Enquanto todos esperaram dos sucessivos governos a despoluição do Rio Pinheiros, em São Paulo, e o cuidado das suas margens, nada se fez. Foi só a iniciativa privada entrar no caso e, mesmo sem incentivos fiscais significativos, inúmeras empresas se ofereceram para "adotar" as margens do velho rio. Cada uma delas "adotou" 100 ou 200 metros, limpou-os, cuidou deles, neles plantou espécimes vegetais cuidadosamente escolhidas de acordo com um projeto único - o Projeto Pomar. Hoje, quem caminha pelas margens do Pinheiros se encanta com um verdadeiro espetáculo de formas e cores maravilhosas nas suas margens. Aves das mais variadas espécies são atraídas pelas frutinhas, abundantes o ano inteiro, e repovoam as margens do Pinheiros, trazendo de volta à velha urbe paulopolitana um pouco da alegria de outros tempos. Por que não se generaliza mais o sistema?

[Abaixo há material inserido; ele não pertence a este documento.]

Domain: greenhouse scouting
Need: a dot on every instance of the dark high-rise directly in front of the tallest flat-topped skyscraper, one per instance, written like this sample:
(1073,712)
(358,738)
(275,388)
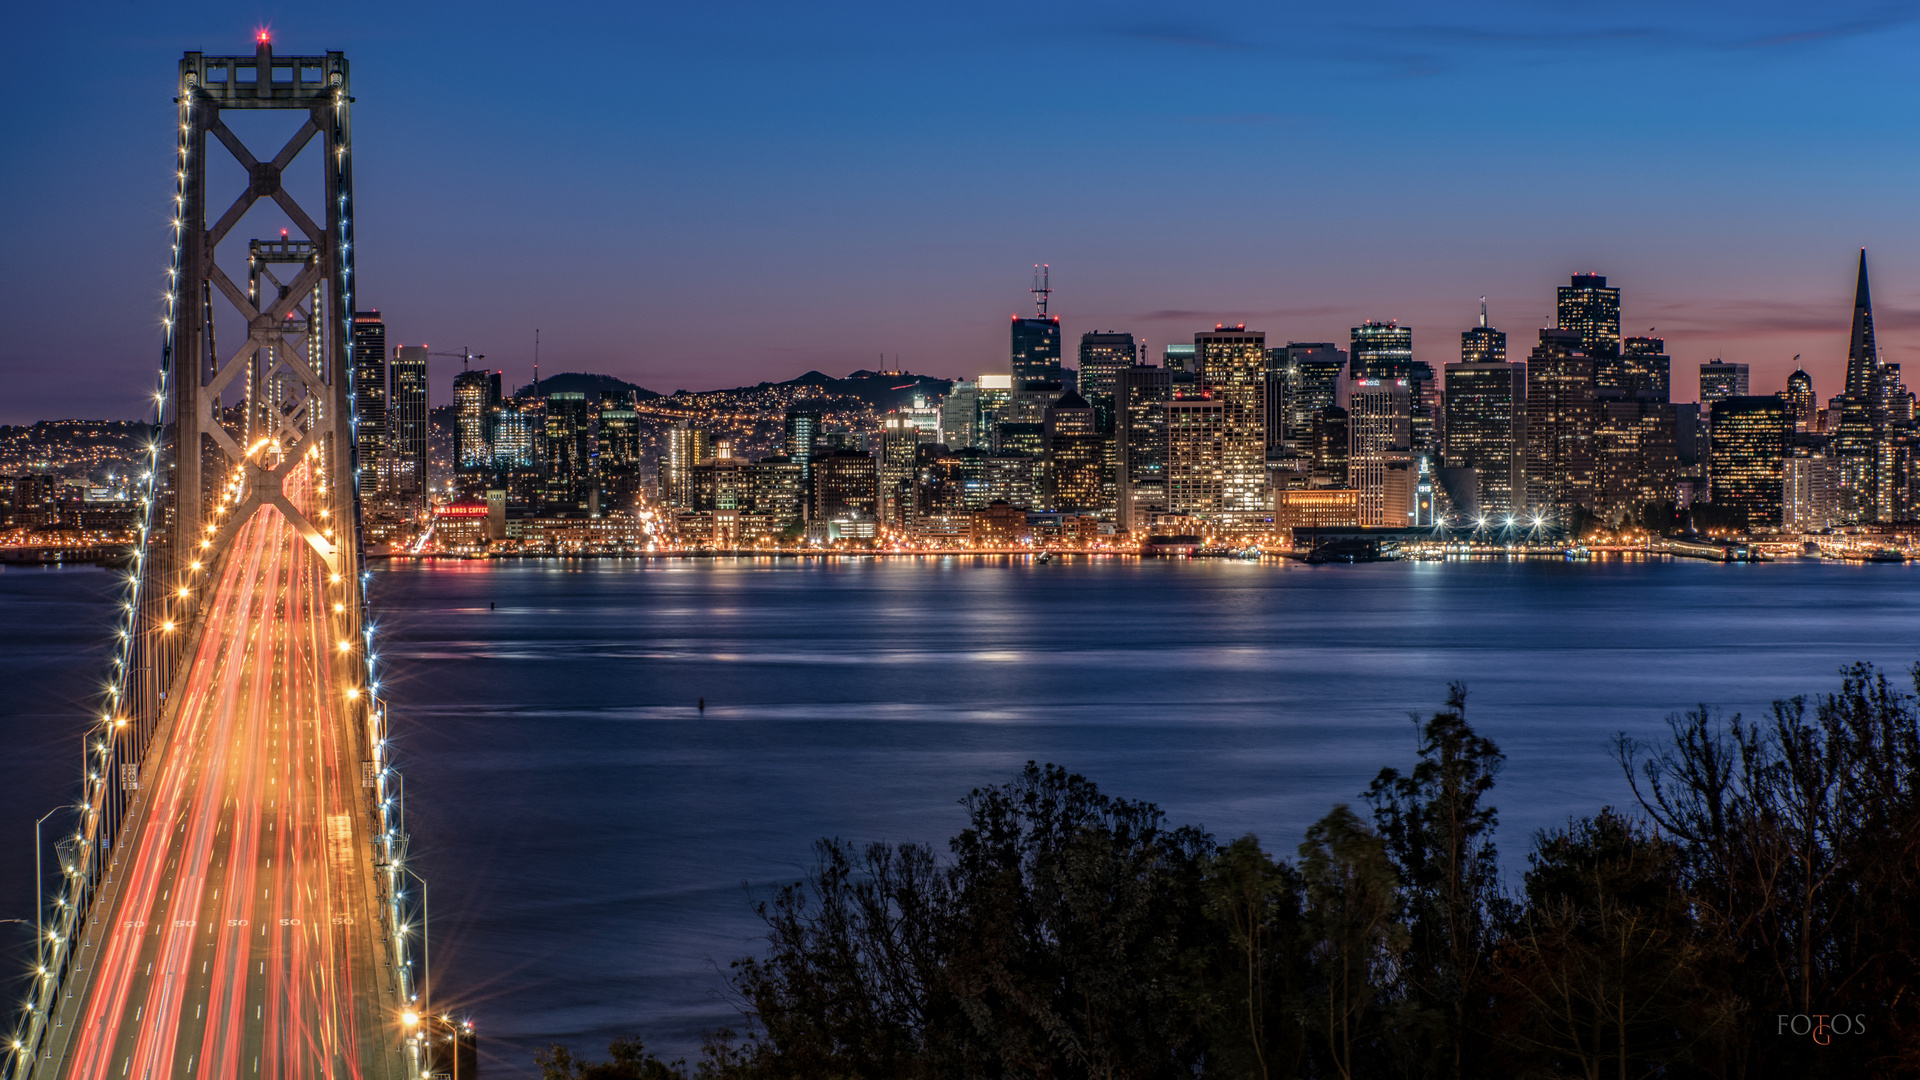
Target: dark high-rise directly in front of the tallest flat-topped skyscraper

Em Bauru, além do Rio Bauru a ser despoluído, temos agora as entidades "órfãs"! Se não me engano, foi John Kennedy que cunhou, num discurso oficial, a frase célebre: "Não pergunte o que os Estados Unidos podem fazer por você, mas o que você pode fazer pelos Estados Unidos."
Já é hora de se pensar mais nessa grande verdade.